0

I am reading a csv file for applying NLP and I am trying to pre-process the data. I have received data from an online forum, therefore, there are quotes on it. How can remove them? As an example;

a='[b]Re:[/b] 
[quote="xxx"] How can I do that blah blah xxx [/quote]
 Hello xxx, I will tell you how you can do it blah blah blah.'

I want the form like below;

a='Hello xxx, I will tell you how you can do it blah blah blah.'

I wanna regex that detects [quote=" and started to delete until it sees [/quote]. Is this possible?

I have tried this, but it did not work.

  def quotes(text):
   return re.sub('\[([^\]=]+)(?:=[^\]]+)?\].*?\[\/\\1\]', '', text)

  data['message'] = data['message'].apply(quotes)
nurlubanu
  • 71
  • 1
  • 1
  • 5
  • 1
    re.sub() replaces a pattern that it finds by something else - your pattern does not match the given text - that is why it did not work.
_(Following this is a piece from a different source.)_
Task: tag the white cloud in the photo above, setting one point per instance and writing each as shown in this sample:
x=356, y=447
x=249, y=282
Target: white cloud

Use http://regex101.com switched to python to develop a matching pattern. – Patrick Artner Jul 03 '19 at 15:39

2 Answers2

0

Here is a solution which seems to work:

a = '[b]Re:[/b] [quote="xxx"] How can I do that blah blah xxx [/quote] Hello xxx, I will tell you how you can do it blah blah blah.'
output = re.sub('\[([^\]=]+)(?:=[^\]]+)?\](.*?)\[\/\\1\]', '\\2', a)
print(output)

This prints:

Re:  How can I do that blah blah xxx  Hello xxx, I will tell you how you can do it blah blah blah.

The regex pattern is a bit verbose, but all it is doing is to match each set of tags, e.g. [quote="xxx"]...[/quote], remove them, and then replace with just whatever content was inside the tags.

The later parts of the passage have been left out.